Marcelina começou a busca por um equipe onde pudesse treinar. Por preconceito e pela dificuldade de mobilidade, muitos profissionais não treinam pessoas com deficiência. Ela acabou encontrando o técnico Flávio Naval e a equipe Equipe GFTEAM. Foi então que passou a se dedicar ao esporte – e conquistou de volta os movimentos das pernas.
Trajetória e apoio incondicional
Ao longo da entrevista, a mãe de Marcelina, Ivone, surge diversas vezes em suas lembranças e discursos. Empregada doméstica e babá, ela estudou só até a quarta série, atual terceiro ano do ensino fundamental, o que não a impediu de fazer todo o possível pela melhora de qualidade de vida da filha.
"Na época, ela me levava ao médico e à fisioterapeuta e fotografava e anotava as informações para repetir os exercícios em casa, adaptando com os materiais que a gente tinha, garrafa e tampinha de refrigerante ou pedal de máquina de costura", conta.
Na época, meados dos anos 1980, tudo era muito diferente, em especial para pessoas com deficiência. "As escolas não aceitavam crianças com deficiência. Algumas poucas até tinham salas específicas, mas sem muito cuidado, então minha mãe dava um jeito. Sempre lembro que o pão vinha enrolado num papel e amarrado com um barbante. Ela então fazia um varal com o barbante e o papel usava como cartaz das letras".
Marcelina lembra ainda que Ivone fazia questão de explicar as letras relacionadas com coisas materiais e que estavam presentes na casa. "O A não era de amor, era de abacaxi, e ela me mostrava o abacaxi. A partir dali, aprendi a falar e depois a escrever", explica Marcelina, relatando um método que encontra ressonâncias no defendido pelo aclamado educador Paulo Freire para alfabetização.

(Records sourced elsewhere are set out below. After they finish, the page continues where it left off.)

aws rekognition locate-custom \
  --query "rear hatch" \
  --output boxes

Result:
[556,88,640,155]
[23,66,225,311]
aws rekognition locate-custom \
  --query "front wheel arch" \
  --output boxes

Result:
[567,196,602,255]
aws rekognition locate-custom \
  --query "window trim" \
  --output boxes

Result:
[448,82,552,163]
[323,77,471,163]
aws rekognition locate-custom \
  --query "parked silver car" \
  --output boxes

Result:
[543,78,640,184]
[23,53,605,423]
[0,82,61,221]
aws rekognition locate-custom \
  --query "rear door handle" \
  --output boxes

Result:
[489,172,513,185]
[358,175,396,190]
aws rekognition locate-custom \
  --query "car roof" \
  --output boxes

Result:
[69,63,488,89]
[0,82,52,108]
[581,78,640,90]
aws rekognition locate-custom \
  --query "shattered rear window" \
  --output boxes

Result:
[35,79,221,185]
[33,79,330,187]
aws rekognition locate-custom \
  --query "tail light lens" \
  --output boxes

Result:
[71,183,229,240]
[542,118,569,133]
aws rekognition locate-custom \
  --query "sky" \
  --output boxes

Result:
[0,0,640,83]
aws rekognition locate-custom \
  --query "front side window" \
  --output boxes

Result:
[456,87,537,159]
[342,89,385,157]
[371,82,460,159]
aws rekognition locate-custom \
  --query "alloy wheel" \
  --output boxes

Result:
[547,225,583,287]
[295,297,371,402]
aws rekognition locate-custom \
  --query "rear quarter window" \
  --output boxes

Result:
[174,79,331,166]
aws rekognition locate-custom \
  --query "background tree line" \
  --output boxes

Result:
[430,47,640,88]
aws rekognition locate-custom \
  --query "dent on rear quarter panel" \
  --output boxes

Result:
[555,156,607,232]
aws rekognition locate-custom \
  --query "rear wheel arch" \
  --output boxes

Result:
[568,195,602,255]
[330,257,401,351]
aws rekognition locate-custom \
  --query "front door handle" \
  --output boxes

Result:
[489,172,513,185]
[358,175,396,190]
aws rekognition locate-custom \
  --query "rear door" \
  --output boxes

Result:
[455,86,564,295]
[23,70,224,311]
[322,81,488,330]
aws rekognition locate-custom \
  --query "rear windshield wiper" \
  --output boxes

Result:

"Essa dedicação fez com que eu me tornasse uma adulta com total independência e autonomia para fazer minhas atividades cotidianas".
Dedicação ao esporte
Formada em Engenharia de Telecomunicações e atuando na área por 20 anos, Marcelina se dedica exclusivamente ao esporte há sete, sendo que no último seu objetivo é conquistar o Bolsa Atleta, programa do governo federal. "Há 20 dias fechei com o Clube Bom Pastor de Juiz de Fora e agora tenho uma equipe multidisciplinar que me acompanha na fisioterapia, nutrição, suplementação, musculação e na terapia", celebra.
"O jiu-jitsu é meu coração batendo fora do meu peito. O que era motivo de vergonha hoje é motivo de honra, por conta do esporte", afirma ela ao falar sobre a modalidade. É com esse espírito que ela pretende incentivar outras pessoas com deficiência no esporte.
"Quero iniciar um projeto para incluir e valorizar a pessoa com deficiência nos esportes de luta, além, claro, de seguir competindo". A meta é fechar o calendário de competições de 2023 e seguir para o Mundial em Riad, na Arábia Saudita, no dia 23 de outubro. Para isso, ela conta com a ajuda da sociedade civil: passagem e hospedagem ficam por conta da federação, no entanto, os recursos para se manter no campeonato é angariado em campanhas que faz por meio das suas redes sociais.
"Não tenho patrocinador fixo, então para todas as competições, mais ou menos a cada três meses, faço uma campanha nas redes sociais pedindo a colaboração das pessoas. Mas sempre gosto de lembrar nas entrevistas que empresas que patrocinam pessoas com deficiência no esporte têm dedução fiscal dos impostos e podem me procurar via redes sociais", ressalta Marcelina.